Non tutti sanno che dal 31 luglio non sarà più possibile fermare la diffusione della rete di quinta generazione in Italia. E’ stato pubblicato, in Gazzetta Ufficiale, il decreto legge n°76 del 16 luglio 2020 relativo a Misure urgenti per la semplificazione e l’innovazione digitale  che stabilisce che le amministrazioni municipali non possono vietare l’installazione di reti 5G sul proprio territorio. E’ quanto si evidenzia sul sito del Ministero dell’Innovazione. Il tutto entrerà in vigore dal 31 Luglio 2020. Praticamente, l’articolo 38 –  comma 6, limita il potere decisionale dei Sindaci e Comuni che adesso non potranno più fermare l’installazione delle antenne 5G.

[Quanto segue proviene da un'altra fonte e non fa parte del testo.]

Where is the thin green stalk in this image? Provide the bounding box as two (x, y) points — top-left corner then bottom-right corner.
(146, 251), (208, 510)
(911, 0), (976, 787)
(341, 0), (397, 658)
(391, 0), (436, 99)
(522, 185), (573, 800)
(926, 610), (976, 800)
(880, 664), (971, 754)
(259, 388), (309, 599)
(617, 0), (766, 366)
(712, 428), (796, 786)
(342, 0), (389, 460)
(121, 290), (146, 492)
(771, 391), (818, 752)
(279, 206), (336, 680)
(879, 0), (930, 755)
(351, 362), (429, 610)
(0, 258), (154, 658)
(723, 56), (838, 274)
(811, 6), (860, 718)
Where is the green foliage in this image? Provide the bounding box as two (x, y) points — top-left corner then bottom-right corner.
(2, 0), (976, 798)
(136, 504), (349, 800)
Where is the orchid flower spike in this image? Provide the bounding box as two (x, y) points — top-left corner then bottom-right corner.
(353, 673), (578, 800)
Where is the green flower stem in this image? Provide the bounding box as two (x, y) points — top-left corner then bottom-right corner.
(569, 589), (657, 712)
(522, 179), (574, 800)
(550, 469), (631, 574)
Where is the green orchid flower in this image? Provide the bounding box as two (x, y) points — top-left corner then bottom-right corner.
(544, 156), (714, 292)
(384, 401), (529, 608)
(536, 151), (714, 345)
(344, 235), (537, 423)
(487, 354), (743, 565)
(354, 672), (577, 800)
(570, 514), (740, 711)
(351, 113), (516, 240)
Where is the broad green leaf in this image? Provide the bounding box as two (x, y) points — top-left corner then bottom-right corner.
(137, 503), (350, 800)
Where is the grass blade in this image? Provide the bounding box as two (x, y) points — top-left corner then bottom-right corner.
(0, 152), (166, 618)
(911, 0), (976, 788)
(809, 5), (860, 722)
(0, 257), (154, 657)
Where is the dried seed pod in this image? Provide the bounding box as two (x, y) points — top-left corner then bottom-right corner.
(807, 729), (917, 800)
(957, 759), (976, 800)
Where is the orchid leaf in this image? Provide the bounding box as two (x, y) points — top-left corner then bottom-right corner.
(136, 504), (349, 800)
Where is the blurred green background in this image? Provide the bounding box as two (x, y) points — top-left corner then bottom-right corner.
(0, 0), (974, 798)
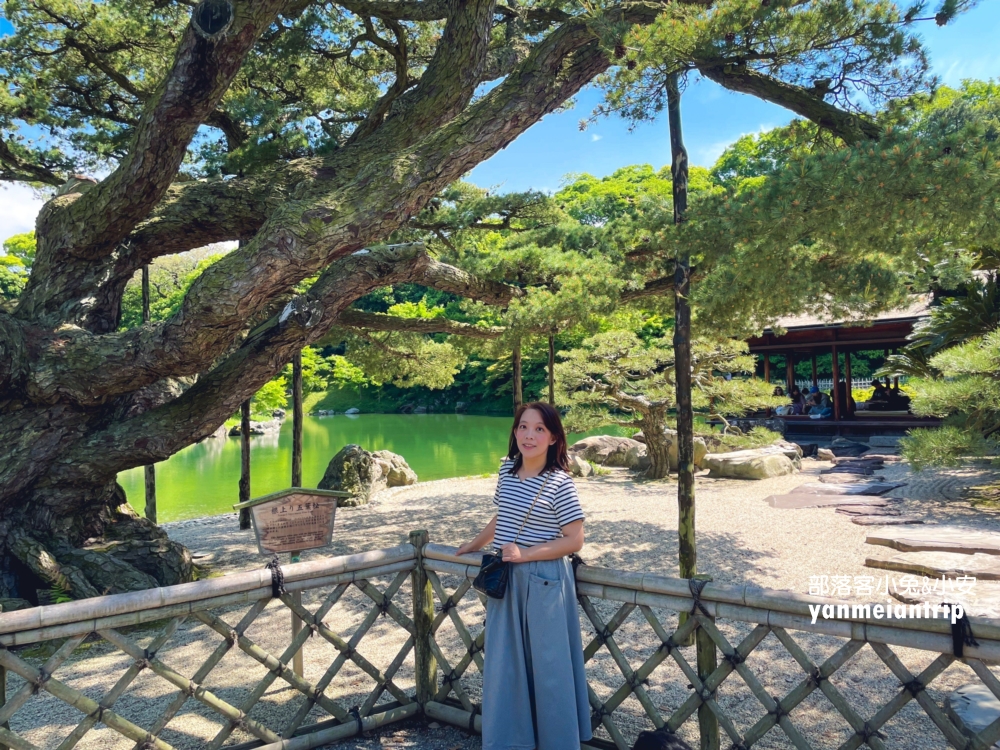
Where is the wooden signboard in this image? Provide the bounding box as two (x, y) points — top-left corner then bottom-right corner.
(236, 488), (348, 555)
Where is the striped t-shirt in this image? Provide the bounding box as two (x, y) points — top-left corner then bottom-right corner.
(492, 459), (585, 549)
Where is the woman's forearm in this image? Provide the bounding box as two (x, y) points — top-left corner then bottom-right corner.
(461, 516), (497, 553)
(518, 522), (584, 562)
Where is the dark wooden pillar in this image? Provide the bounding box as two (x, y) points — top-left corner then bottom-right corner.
(292, 352), (303, 487)
(811, 355), (818, 387)
(548, 333), (556, 405)
(831, 346), (841, 421)
(786, 353), (795, 391)
(512, 339), (523, 412)
(763, 354), (771, 384)
(238, 400), (252, 529)
(845, 351), (853, 416)
(142, 264), (157, 525)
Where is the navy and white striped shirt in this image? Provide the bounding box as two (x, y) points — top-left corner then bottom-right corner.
(492, 459), (585, 549)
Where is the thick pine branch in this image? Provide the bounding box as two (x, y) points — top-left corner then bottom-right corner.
(337, 309), (506, 337)
(697, 64), (881, 145)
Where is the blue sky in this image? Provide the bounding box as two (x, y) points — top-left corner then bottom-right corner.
(3, 2), (1000, 235)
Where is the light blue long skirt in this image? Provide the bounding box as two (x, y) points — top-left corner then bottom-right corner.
(481, 557), (593, 750)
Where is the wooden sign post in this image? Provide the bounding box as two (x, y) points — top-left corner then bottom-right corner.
(233, 487), (352, 677)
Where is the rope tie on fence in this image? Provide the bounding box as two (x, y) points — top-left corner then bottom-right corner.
(139, 735), (157, 750)
(32, 667), (50, 694)
(442, 669), (460, 688)
(570, 553), (586, 597)
(377, 598), (391, 617)
(689, 578), (711, 617)
(595, 626), (612, 646)
(349, 706), (364, 735)
(729, 742), (749, 750)
(724, 650), (744, 667)
(903, 677), (925, 696)
(808, 666), (825, 686)
(591, 703), (612, 723)
(468, 639), (483, 657)
(769, 699), (788, 722)
(266, 554), (285, 598)
(626, 672), (649, 690)
(658, 637), (675, 655)
(436, 598), (456, 614)
(468, 704), (480, 732)
(856, 722), (883, 744)
(943, 603), (979, 658)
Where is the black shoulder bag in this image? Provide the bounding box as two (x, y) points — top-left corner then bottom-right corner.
(473, 474), (550, 600)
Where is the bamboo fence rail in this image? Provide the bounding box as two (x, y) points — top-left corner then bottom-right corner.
(0, 535), (996, 750)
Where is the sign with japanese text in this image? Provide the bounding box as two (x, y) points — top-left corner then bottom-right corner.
(249, 490), (338, 554)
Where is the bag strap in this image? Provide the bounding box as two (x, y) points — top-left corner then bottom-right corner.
(511, 473), (551, 547)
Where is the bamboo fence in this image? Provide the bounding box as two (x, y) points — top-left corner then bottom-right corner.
(0, 534), (996, 750)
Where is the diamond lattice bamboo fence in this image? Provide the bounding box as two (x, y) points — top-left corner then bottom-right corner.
(0, 533), (997, 750)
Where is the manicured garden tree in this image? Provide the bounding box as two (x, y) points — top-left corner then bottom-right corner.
(0, 0), (976, 600)
(556, 330), (779, 478)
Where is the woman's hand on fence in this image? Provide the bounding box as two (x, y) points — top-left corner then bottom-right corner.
(500, 542), (524, 563)
(456, 542), (480, 556)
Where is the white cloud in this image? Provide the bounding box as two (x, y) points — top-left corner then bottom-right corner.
(591, 133), (602, 142)
(0, 184), (45, 239)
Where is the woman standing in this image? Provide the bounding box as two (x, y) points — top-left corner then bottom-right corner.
(457, 402), (591, 750)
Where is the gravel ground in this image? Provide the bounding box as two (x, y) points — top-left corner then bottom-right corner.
(7, 458), (1000, 750)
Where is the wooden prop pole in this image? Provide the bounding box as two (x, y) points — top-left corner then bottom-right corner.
(291, 351), (305, 678)
(548, 333), (556, 405)
(512, 338), (523, 411)
(141, 264), (157, 525)
(694, 574), (720, 750)
(845, 351), (853, 417)
(785, 353), (794, 392)
(667, 73), (705, 685)
(811, 355), (818, 386)
(763, 354), (770, 383)
(239, 401), (252, 530)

“I Comuni possono adottare un regolamento per assicurare il corretto insediamento urbanistico e territoriale degli impianti e minimizzare l’esposizione della popolazione ai campi elettromagnetici con riferimento a siti sensibili individuati in modo specifico, con esclusione della possibilità di introdurre limitazioni alla localizzazione in aree generalizzate del territorio di stazioni radio base per reti di comunicazioni elettroniche di qualsiasi tipologia e, in ogni caso, di incidere, anche in via indiretta o mediante provvedimenti contingibili e urgenti, sui limiti di esposizione a campi elettrici, magnetici ed elettromagnetici, sui valori di attenzione e sugli obiettivi di qualità, riservati allo Stato ai sensi dell’articolo 4.”

E’ inutile dire che gli effetti saranno catastrofici per la salute umana e, probabilmente, sarà necessario rimuovere eventuali oggetti non indispensabili che ostacolino la corretta diffusione del segnale, come per esempio le chiome degli alberi, come afferma Armando Gariboldi su rivistanatura.com. E in effetti è proprio quello che sta avvenendo in numerose città italiane con tagli di interi viali alberati.

Un pullman di attivisti e manifestanti provenienti da ogni parte d’Italia sono attesi a Roma il 12 settembre: s’è messa in moto una forte macchina organizzativa per dar vita alla più grande mobilitazione nazionale unitaria

(FONTE FOTO:RETE INTERNET)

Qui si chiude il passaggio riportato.